Whether it’s debating if Barbie is anti-feminist or if a “Dora the Explorer” toy looks suspiciously like male genitalia, the discussion over the appropriate and politically correct nature of children’s toys is nothing new. There are plenty of recalls on kids’ toys due to issues like potential choking hazards or battery compartments reaching inordinately high temperatures, often leaving consumers wondering about the companies’ lack of quality in their quality control departments.
But when I received a MagnaPlay Alphabet Picture Puzzle for my daughter, I found the lack of quality control was truly astounding.
The concept behind this specific puzzle is to take each letter of the alphabet, associate it with a noun (Apple, Balloon, Car…) and split it into two puzzle pieces. The first letter of the noun is one puzzle piece, while the rest of the word is on the second puzzle piece. A and pple, B and alloon, C and ar, and so on.
Now, before I get to the truly terrible part about this puzzle… something that immediately annoyed me was that the words they used for M and H are Mouse and House. This means there are two “ouse” pieces in very similar colors. No, the pieces don’t fit with their incorrect counterpart, but isn’t this just confusing for a toddler?
OK, so we’re already skeptical of the quality control department of this company, right? Right. Now, are you ready for the ultimate in things inappropriate for children? The pièce de résistance?
What word did they choose for the letter G?
Not Gorilla… Not Gift… Not Gecko… Not Garden or Galaxy or Guitar.

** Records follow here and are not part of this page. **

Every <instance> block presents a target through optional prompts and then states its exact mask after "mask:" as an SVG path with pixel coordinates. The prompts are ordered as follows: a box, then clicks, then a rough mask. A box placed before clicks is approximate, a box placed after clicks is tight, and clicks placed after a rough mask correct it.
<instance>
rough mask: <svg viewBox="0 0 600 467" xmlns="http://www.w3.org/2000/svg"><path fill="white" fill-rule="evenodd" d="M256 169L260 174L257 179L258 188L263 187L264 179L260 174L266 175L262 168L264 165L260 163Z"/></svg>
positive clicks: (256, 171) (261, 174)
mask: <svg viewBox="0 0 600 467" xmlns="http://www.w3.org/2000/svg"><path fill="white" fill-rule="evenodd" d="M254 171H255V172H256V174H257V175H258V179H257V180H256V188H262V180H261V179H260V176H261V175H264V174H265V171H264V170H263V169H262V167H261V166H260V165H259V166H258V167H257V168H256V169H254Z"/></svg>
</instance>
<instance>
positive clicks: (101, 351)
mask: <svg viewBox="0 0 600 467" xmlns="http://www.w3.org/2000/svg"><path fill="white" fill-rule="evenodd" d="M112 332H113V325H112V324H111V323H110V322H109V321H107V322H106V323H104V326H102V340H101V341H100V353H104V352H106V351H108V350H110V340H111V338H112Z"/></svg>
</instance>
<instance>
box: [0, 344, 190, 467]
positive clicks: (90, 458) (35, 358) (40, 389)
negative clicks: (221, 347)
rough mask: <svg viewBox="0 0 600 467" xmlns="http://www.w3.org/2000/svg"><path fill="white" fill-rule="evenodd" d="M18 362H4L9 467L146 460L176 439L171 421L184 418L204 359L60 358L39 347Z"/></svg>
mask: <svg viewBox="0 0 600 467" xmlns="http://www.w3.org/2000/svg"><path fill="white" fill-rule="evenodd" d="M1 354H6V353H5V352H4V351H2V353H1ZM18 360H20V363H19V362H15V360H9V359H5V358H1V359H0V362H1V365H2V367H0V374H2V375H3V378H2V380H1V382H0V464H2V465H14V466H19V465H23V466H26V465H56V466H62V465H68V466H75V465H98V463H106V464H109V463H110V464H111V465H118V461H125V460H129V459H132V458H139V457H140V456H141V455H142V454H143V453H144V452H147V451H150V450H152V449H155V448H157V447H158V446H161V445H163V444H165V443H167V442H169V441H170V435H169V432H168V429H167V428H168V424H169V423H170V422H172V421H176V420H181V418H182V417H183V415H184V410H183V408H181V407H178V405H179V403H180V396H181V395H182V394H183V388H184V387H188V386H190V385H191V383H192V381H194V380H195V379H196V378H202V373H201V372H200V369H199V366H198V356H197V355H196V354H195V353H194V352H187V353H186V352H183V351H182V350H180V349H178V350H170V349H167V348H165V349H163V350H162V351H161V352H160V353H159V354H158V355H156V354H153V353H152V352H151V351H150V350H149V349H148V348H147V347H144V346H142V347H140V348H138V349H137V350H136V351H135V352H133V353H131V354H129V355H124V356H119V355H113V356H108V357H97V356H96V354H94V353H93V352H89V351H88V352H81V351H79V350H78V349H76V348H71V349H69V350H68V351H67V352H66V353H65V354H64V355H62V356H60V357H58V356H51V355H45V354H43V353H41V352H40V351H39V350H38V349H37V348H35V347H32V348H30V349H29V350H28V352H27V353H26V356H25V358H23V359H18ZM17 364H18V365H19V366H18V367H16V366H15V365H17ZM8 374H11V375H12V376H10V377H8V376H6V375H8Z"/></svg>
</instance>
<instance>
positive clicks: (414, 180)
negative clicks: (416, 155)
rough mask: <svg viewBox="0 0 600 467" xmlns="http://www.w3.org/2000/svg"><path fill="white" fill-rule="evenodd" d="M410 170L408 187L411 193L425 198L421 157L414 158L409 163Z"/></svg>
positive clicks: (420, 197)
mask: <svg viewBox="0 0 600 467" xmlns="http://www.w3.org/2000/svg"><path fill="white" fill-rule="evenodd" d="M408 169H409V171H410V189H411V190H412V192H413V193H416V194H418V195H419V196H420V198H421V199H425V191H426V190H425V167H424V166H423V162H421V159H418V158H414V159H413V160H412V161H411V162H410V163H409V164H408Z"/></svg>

What word did they decide to split the first letter from the rest?
Think about it for a second…
Yes, this company has mass produced a children’s puzzle piece that says RAPES!
How many people didn’t happen to notice this? Or worse, noticed it but thought this was OK?
I tried to check out the website…
…but the domain no longer exists.
Not that it is surprising to me that a company that can’t properly monitor their product should also find itself behind in paying for its domain. (Pretty sure this guy is the president of the company.)
My daughter loves these puzzle magnets. But now I need to explain to her that the letter G had to make a quick permanent GETAWAY to GEORGIA with a GAGGLE of GEESE.